La sortie d’un nouveau livre de Louise Erdrich est toujours une bonne nouvelle, a fortiori quand il a reçu le Prix Pulitzer. Je ne pouvais donc pas manquer de lire « Celui qui veille ».
Le roman se déroule en 1953, alors que le Congrès adopte une résolution de « termination ». L’objectif est de mettre fin aux différents traités signés avec les nations indiennes : les conséquences pour les Amérindiens seraient lourdes, puisqu’ils perdraient les droits spécifiques obtenus de haute lutte. Thomas Wazhashk, double fictionnel du grand-père de Louise Erdrich, se rend vite compte de l’impact qu’aurait cette Loi, et décide de mener un combat légal pour empêcher sa promulgation. En parallèle, l’on suit également le parcours de Patrice, surnommée Pixie, une jeune fille de la famille de Thomas, qui comme lui, travaille à l’usine locale, une horlogerie, et s’inquiète de la disparition de sa grande sœur Vera, qui ne donne plus de nouvelles depuis qu’elle est partie à Minneapolis…
Je ressors de cette lecture avec un sentiment ambivalent. Je me suis vraiment attachée aux personnages du roman, que ce soit Thomas, « celui qui veille » (un très beau titre qui lui correspond parfaitement), homme sage, avisé, meurtri par son passage dans un de ces fameux pensionnats pour enfants amérindiens, mais qui paradoxalement en est sorti avec une arme précieuse : l’instruction, ou Patrice, jeune femme courageuse qui souhaite prendre son destin en main. Le côté onirique est également très développé, via Roderick, ami de Thomas mort tragiquement, toujours présent à ses côtés, ou via les rêves de Patrice et sa mère, qui les confortent dans l’idée que Vera est toujours vivante et a besoin de leur aide.

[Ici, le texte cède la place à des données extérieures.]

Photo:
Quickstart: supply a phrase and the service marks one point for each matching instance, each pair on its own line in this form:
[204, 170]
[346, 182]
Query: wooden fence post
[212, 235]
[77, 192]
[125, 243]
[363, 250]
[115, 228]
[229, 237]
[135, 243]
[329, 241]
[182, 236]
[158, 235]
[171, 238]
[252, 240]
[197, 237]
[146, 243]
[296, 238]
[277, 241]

Cependant, j’ai trouvé que ce livre tombait dans des travers que l’on retrouve habituellement dans des premiers romans : il y a énormément de thèmes et d’axes narratifs dans « Celui qui veille » – le combat de Thomas, le roman d’apprentissage de Patrice, les violences faites aux femmes… chaque axe aurait mérité de faire l’objet d’un roman indépendant et se retrouve un peu noyé dans cet unique livre – le processus légal est traité en pointillés, la recherche de Vera fait l’objet de quelques péripéties rocambolesques puis passe au deuxième plan, et il est parfois compliqué de comprendre quel est l’angle choisi par Louise Erdrich.
Pour autant, j’ai trouvé ce roman très plaisant à lire, notamment car j’ai senti que Louise Erdrich avait beaucoup d’affection pour ses personnages. Dommage qu’il perde de sa force narrative en s’éparpillant autant.
Publié en Janvier 2022 chez Albin Michel (Terres d’Amérique), traduit par Sarah Gurcel, 560 pages.